Ciudadano es adjetivo. Lo que en primer lugar acreditaba a cualquiera de los miembros de esos órganos ciudadanos era que no militase, y normalmente que no hubiese militado nunca en un partido político, y desde luego que no fuese funcionario público, e idealmente que nunca hubiese sido funcionario público. En la práctica eso significaba que la participación política, en la política institucional, era un estigma. Aparte de eso, importaba que fuesen personalidades más o menos conocidas, para que su reputación añadiese credibilidad a las instituciones. Todo lo anterior tuvo como consecuencia que los órganos ciudadanos, sobre todo los de los primeros diez o quince años, se integrasen a partir de una pequeña elite, un pequeño conjunto de notables, en general periodistas, académicos, líderes de organizaciones civiles, algunos abogados, un conjunto de notables que son una especie de sinécdoque de la Sociedad Civil.

En su uso habitual, como sustantivo, la palabra conserva resonancias del ideal moral que hay en el adjetivo. Es claro que la ciudadanía es una condición formal, que no necesita, de hecho no admite otras calificaciones aparte de lo que establece la ley. Pero el sentido común dice que la condición ciudadana supone también un modo de conducta. No sé si parezca una minucia, no lo es. Es obvio en el lenguaje ordinario. Se puede decir: el ciudadano depositó su voto, el ciudadano manifestó su desacuerdo, pero no se puede decir: el ciudadano asaltó una tienda, el ciudadano lanzó un cóctel molotov, el ciudadano apaleó a la policía. Bien, se puede decir, pero con intención irónica. El ciudadano participa, pero no de cualquier modo: participa en las elecciones, obedece la ley, es tolerante, respetuoso del derecho de los demás. En cambio, las expresiones más tradicionales de la política popular: particularista, clientelista, en las lindes de la legalidad, no cuentan como prácticas ciudadanas. Eso significa que hay un enorme campo de acción política, de ejercicio de los derechos ciudadanos, que no se ve o no se reconoce como político. Algo similar a lo que sucedía en el siglo XIX.
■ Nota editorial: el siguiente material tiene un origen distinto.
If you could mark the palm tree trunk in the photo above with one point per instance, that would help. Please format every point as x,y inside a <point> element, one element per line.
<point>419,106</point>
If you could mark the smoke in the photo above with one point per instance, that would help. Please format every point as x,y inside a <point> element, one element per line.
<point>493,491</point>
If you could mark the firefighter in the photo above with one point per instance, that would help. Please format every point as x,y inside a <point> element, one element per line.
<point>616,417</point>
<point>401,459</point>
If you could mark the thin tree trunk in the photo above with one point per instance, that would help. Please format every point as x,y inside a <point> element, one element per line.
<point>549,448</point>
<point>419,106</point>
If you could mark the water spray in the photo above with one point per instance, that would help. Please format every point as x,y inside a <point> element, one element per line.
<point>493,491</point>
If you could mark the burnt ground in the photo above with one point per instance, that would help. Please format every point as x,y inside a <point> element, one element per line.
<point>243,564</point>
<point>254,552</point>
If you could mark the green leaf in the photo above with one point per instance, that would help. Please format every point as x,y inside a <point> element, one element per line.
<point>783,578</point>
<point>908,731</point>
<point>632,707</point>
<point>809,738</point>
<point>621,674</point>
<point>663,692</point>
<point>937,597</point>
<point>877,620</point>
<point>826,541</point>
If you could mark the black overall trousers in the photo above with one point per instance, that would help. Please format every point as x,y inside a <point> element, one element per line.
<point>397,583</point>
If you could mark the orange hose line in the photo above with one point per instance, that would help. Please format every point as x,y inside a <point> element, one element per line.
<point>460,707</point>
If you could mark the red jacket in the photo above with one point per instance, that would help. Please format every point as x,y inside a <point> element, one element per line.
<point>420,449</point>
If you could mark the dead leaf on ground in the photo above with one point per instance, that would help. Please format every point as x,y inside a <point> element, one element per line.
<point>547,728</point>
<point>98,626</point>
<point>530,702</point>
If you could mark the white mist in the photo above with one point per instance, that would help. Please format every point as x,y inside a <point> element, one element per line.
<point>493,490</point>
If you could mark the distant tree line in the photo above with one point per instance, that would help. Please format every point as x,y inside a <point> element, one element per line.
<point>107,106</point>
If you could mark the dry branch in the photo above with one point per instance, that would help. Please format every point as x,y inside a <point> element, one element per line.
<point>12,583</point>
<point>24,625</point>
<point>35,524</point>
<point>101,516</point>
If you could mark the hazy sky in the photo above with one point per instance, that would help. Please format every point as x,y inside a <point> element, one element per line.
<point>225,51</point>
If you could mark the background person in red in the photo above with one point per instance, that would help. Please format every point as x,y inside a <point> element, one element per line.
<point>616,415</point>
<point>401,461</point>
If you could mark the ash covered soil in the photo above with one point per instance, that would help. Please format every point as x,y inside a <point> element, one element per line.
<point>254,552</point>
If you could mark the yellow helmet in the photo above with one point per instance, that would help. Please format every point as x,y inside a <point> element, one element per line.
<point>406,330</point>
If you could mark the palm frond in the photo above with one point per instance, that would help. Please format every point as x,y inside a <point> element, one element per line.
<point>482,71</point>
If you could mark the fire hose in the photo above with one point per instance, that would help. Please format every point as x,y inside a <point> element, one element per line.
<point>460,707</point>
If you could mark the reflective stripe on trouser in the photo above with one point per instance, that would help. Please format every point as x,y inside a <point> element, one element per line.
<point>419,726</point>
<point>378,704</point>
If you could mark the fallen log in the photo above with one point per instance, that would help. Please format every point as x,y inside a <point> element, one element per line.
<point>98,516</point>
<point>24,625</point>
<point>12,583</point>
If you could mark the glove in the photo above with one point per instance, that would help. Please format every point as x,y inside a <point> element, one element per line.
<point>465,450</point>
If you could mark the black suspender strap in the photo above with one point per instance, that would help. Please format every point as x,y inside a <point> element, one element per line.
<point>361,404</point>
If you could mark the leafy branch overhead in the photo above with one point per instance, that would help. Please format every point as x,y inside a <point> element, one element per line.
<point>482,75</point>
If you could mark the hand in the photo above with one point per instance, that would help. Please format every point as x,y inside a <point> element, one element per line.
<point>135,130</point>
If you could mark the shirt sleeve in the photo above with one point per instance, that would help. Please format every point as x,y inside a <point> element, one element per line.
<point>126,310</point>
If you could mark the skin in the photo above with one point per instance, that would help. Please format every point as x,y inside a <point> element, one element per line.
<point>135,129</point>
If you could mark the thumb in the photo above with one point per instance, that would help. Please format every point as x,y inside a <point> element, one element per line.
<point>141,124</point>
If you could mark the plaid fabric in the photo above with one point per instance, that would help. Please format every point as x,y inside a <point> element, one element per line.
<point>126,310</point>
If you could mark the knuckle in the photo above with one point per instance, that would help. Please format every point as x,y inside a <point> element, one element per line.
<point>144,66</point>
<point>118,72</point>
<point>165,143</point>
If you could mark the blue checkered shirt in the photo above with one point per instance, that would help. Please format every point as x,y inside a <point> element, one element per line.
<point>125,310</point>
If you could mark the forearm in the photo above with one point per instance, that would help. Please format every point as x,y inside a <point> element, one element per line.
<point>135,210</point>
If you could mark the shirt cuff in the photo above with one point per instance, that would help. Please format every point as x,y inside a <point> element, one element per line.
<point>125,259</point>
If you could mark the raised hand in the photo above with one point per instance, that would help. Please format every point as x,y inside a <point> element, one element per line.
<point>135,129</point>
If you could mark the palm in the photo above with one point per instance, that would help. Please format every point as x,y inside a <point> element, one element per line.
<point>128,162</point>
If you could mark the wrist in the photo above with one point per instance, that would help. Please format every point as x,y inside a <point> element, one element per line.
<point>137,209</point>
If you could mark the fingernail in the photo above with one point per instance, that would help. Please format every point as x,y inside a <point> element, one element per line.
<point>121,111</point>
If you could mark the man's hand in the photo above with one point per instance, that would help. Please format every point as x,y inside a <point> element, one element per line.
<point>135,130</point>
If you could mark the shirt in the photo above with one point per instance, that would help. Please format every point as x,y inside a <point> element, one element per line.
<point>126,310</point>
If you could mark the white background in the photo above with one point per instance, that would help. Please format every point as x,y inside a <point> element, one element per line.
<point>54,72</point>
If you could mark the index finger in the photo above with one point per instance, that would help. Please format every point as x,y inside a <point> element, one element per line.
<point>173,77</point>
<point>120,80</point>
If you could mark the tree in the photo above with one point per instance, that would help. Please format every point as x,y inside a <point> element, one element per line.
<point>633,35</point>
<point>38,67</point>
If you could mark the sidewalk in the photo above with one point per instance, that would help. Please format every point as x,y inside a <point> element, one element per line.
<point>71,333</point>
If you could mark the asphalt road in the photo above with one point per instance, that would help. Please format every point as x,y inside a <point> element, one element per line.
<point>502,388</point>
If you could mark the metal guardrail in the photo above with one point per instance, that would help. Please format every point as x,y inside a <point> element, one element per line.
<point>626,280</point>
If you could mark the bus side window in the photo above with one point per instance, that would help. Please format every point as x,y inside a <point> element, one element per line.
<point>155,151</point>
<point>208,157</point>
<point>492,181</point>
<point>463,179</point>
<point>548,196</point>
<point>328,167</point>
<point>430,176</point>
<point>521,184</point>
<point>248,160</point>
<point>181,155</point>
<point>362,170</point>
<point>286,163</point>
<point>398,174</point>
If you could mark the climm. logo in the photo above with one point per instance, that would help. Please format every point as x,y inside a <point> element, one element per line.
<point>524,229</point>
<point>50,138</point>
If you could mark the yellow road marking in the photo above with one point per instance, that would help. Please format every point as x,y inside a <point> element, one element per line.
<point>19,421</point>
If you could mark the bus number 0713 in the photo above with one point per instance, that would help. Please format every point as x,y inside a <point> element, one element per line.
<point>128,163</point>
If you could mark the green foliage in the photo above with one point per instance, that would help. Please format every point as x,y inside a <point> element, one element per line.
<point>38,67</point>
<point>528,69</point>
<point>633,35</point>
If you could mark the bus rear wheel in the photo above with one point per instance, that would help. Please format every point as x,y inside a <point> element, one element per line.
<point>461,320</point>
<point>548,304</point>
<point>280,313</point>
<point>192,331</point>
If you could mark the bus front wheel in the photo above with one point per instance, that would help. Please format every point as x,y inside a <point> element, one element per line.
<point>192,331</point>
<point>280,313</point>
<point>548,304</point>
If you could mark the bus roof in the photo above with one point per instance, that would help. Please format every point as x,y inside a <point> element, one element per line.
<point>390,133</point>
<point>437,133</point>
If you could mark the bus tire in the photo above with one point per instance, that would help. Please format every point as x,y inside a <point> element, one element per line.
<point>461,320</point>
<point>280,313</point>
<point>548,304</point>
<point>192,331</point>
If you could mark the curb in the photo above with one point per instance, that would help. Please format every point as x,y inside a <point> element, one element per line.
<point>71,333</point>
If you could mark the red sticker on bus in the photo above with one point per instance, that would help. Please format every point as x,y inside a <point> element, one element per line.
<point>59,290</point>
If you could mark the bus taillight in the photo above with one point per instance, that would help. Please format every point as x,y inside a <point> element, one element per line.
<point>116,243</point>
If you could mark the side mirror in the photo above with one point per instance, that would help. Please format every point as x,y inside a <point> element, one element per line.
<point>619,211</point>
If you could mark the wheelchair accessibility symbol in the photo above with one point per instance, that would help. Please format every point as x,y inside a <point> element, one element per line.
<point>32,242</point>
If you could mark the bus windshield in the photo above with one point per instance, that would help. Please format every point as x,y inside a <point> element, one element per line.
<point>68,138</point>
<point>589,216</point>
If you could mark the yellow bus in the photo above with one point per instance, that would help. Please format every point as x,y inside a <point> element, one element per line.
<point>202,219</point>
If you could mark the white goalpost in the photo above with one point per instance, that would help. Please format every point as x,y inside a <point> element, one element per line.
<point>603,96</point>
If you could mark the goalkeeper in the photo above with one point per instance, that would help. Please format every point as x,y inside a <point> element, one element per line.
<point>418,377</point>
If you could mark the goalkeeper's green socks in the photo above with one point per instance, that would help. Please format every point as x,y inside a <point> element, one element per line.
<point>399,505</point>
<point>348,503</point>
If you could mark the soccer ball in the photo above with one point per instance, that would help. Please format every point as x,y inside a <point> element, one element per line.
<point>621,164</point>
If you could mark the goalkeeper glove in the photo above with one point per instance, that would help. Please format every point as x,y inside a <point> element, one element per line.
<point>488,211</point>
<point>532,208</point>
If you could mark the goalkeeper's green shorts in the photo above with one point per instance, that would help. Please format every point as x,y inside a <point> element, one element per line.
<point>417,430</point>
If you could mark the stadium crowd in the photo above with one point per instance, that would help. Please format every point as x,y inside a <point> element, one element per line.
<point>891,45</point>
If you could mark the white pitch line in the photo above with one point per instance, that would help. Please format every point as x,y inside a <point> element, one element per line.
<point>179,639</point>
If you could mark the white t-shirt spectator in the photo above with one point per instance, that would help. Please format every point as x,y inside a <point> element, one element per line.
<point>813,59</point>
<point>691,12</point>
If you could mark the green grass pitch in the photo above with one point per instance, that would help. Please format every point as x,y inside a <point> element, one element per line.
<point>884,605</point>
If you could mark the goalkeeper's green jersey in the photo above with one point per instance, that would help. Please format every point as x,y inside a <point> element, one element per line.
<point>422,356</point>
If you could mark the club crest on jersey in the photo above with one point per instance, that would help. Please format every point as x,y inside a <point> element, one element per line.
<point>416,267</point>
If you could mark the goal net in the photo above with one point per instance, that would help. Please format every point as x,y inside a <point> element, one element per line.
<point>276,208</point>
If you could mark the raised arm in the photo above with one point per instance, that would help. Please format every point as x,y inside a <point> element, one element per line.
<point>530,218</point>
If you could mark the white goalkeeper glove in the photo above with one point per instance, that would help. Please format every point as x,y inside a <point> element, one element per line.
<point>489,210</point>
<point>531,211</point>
En más de un sentido, estas páginas son una continuación de Ciudadanos imaginarios. El motivo central es otra vez la representación cultural de la ciudadanía. Sólo que en este caso me interesa sobre todo la elaboración imaginaria, y no las prácticas. Por otra parte, analizar las fantasías de nuestra transición democrática es un modo de arrojar luz sobre el contexto en que se escribió aquello.